Als Friedrich Merz im Jahr 2025 die Bundesregierung übernahm, klang sein Versprechen an die Industrie wie ein Befreiungsschlag. Er werde, so seine Worte, „alles tun, um die Chemieindustrie in Deutschland zu halten und wieder aufzubauen“. Nach Jahren steigender Energiepreise, wachsender Bürokratie und internationaler Wettbewerbsnachteile sollte ein politischer Kurswechsel den industriellen Niedergang stoppen. Heute, ein gutes Jahr später, zeigt sich: Von den Ankündigungen ist wenig im Alltag der Unternehmen angekommen.
Große Ankündigungen, kleine Ergebnisse
Merz’ Regierung stellte eine „Chemieagenda 2045“ in Aussicht, versprach Steuererleichterungen, eine Senkung der Energiekosten und weniger Bürokratie. Es folgten Treffen mit Branchenvertretern – der Chemie- und Pharma-Summit in Berlin wurde als Neustart gefeiert. Auch ein spezieller Industriestrompreis für energieintensive Betriebe stand wieder auf der politischen Agenda.
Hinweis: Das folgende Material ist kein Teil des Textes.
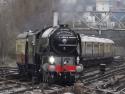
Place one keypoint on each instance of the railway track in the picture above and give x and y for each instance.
(13, 85)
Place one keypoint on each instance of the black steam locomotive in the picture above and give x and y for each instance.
(52, 54)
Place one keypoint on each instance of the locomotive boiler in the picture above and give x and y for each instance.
(52, 54)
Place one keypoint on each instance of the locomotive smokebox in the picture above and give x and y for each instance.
(63, 41)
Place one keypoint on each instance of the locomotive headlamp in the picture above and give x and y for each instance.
(51, 59)
(79, 68)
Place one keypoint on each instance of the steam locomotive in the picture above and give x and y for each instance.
(50, 55)
(59, 54)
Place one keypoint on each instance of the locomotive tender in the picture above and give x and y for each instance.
(59, 54)
(50, 55)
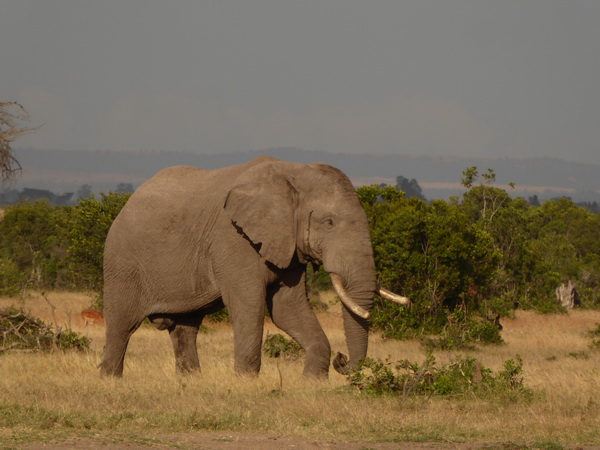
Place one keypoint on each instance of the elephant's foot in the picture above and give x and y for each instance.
(109, 370)
(341, 364)
(187, 366)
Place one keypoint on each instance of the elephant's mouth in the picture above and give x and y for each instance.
(348, 301)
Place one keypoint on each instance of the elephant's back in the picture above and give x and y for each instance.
(180, 192)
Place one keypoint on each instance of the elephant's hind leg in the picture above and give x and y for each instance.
(183, 335)
(117, 339)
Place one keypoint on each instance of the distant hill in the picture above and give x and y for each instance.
(439, 177)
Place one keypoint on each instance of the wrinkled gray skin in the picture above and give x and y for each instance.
(190, 241)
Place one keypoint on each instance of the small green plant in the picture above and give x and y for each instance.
(19, 331)
(595, 334)
(278, 346)
(463, 375)
(11, 278)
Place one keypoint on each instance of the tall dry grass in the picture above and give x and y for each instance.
(54, 395)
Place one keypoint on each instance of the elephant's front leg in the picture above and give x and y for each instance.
(247, 315)
(184, 333)
(290, 311)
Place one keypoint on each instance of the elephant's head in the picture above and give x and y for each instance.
(312, 213)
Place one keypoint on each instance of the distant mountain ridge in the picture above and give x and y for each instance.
(439, 177)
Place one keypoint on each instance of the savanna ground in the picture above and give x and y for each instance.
(58, 399)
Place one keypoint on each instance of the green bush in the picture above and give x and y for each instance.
(11, 278)
(90, 222)
(278, 346)
(464, 375)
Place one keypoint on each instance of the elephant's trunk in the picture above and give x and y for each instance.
(356, 322)
(356, 291)
(346, 299)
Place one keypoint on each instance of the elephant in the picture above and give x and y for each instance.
(190, 241)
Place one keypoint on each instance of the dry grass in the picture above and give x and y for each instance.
(58, 395)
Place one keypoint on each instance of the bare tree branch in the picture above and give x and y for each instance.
(12, 115)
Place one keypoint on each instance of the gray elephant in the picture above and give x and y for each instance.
(190, 241)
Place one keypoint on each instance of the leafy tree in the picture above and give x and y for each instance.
(32, 239)
(429, 252)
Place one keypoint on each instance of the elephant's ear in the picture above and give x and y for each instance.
(264, 210)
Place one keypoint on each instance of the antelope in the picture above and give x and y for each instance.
(93, 317)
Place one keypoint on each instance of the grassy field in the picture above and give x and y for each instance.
(49, 397)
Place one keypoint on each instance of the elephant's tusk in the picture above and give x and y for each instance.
(384, 293)
(342, 293)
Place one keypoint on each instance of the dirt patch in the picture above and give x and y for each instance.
(232, 440)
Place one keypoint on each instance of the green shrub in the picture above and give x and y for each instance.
(595, 334)
(90, 222)
(11, 279)
(464, 375)
(278, 346)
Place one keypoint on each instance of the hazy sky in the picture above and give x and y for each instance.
(493, 78)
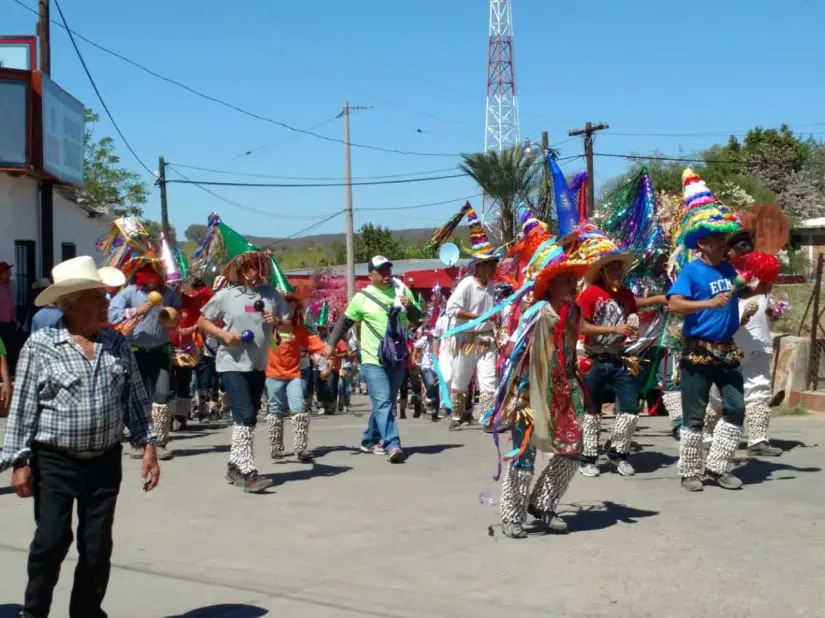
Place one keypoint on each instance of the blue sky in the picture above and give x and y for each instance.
(643, 66)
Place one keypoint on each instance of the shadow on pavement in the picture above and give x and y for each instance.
(649, 461)
(601, 515)
(756, 471)
(232, 610)
(203, 450)
(429, 449)
(311, 471)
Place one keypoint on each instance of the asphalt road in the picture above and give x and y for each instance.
(353, 535)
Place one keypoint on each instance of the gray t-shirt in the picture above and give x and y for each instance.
(235, 306)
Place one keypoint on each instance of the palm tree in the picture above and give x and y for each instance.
(506, 177)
Doch konkrete Maßnahmen, die in der Praxis spürbar Entlastung bringen, blieben bislang aus. Weder eine verbindliche Senkung der Industriestromkosten noch eine umfassende Steuerreform ist umgesetzt worden. Stattdessen befinden sich viele der angekündigten Programme noch in der Planungs- oder Prüfphase. In der Branche wächst der Eindruck, dass die Regierung Zeit verliert, während die Wettbewerbsfähigkeit weiter schwindet.
Bittere Realität: Schließungen und Jobverluste
Während in Berlin über Zukunftsstrategien gesprochen wurde, schrumpft die Chemieindustrie weiter. Laut einer Analyse von Oxford Economics, die im Auftrag des Chemiekonzerns INEOS erstellt wurde, sind rund 200 Chemiewerke in Deutschland bereits geschlossen oder stillgelegt worden. Insgesamt seien etwa 40.000 Arbeitsplätze in der Branche bedroht oder verloren gegangen.
Die Liste der betroffenen Standorte ist lang:
BASF in Ludwigshafen hat mehrere energieintensive Anlagen stillgelegt und Hunderte Stellen gestrichen.
Dow kündigte an, Werke in Böhlen und Schkopau zu schließen – 550 Jobs sind betroffen.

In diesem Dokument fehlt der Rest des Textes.